Dogs, on the other hand, are treated with a little more respect. Even here, however, dogs who develop serious diseases are generally allowed to die naturally, or are put to sleep under veterinarians’ needles. A dog suffering from a broken bone or serious gash will be treated with careful attention. A cat with a serious injury would more than likely have its leg set, or its gash sutured, given a bit of antibiotic, and left to do as it pleases one it gets home.

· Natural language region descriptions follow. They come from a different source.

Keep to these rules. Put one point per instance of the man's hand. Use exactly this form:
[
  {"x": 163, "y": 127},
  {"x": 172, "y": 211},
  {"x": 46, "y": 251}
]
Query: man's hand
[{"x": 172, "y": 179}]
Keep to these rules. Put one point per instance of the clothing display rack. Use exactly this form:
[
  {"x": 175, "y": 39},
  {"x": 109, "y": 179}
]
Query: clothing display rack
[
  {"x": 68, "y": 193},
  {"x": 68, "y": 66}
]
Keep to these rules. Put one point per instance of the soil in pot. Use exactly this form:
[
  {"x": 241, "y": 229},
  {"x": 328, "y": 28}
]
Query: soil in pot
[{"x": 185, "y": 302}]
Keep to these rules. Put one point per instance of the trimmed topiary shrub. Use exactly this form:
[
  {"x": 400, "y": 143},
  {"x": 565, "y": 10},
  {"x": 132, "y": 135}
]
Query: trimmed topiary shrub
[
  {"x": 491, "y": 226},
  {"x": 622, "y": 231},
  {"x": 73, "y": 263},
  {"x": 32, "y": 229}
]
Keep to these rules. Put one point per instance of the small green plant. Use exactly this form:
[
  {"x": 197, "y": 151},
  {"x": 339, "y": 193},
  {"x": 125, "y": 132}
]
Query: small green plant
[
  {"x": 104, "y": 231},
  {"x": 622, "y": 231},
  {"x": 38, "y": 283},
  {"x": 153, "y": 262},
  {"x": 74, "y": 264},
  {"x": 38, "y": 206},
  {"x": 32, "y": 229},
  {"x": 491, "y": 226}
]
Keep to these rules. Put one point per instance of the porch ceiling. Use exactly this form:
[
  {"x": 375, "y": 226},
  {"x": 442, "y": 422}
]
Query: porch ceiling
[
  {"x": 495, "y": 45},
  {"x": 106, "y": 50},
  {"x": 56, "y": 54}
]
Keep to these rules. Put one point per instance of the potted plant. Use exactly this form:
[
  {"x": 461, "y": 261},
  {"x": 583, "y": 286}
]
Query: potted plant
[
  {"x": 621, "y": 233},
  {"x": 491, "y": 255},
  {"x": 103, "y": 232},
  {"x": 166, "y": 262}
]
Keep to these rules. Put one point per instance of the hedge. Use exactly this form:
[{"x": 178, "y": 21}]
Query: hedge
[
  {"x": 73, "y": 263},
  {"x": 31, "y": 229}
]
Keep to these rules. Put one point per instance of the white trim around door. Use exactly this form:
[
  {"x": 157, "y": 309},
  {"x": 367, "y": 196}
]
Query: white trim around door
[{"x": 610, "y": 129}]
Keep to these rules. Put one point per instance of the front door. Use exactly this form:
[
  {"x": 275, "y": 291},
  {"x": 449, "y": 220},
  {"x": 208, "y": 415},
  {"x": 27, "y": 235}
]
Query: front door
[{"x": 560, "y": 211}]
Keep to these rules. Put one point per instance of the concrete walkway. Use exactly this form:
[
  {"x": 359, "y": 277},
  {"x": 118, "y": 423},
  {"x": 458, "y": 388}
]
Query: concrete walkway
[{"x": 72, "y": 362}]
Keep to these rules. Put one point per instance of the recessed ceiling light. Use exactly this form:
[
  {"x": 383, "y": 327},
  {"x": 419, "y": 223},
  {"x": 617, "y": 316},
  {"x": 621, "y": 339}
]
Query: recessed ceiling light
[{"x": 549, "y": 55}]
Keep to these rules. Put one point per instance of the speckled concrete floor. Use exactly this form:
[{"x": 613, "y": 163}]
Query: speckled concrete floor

Although rabies has been thoroughly eliminated from the island, all dogs get rabies shots. Cats–not so much. A cat owner has to request the shots rather than have the vet suggest it. Without rabies on the island, no one worries that cats will contract it–we have no rats or mice here, believe it or not, except for a kangaroo rat that is about the size and shape of a gerbil. To the best of Animal Control’s knowledge, none of these are prone to rabies, and, as I’ve already said, there is none on the island. All we have is disease-spreading mosquitoes, so an awful lot of Off! and similar products are sold here. Spread of disease by fleas is virtually unheard of, despite the frequency of getting bitten by the overpopulation of these little critters. And ticks are seasonal–but watch out when they are in season, as even the best treatment for cats and dogs doesn’t keep them out of the home.
Here, cats and many dogs are allowed to roam free whenever and wherever they like. That means that there is a huge possibility that, if walking across a beach or field, one will step in something rather smelly.
Dang! Time’s up. Given the number of g’s in this post, I figure I used at least a few minutes going back and fixing them. The c’s and v’s also gave me some problems, but not enough to get excited about. I figure there was about 15 minutes of straight writing to this post if I omit the time spent with problem letters.
Even with the long introduction, everything on this page is barely 1000 words so far. I estimate that during the 20 minutes allotted, I’ve written only about 400 words, give or take 10 or so. This is the stream of consciousness–some semblance of order, but with obvious need for cutting and pasting. This is short enough that I should have it fixed and updated by tomorrow or the next day, depending on how my time constraints run. So, although this is in part for the Blogging 101 class, it is also the promised new SOC that will be cleaned up and presented in the next regular (non-class) “how I am learning to write” post.
Let’s see how I do cleaning this one up. It’s a reasonably “factual” topic, with not a whole lot to it. It will need a bit of fleshing out in places, and other parts will need reorganization or outright deletion.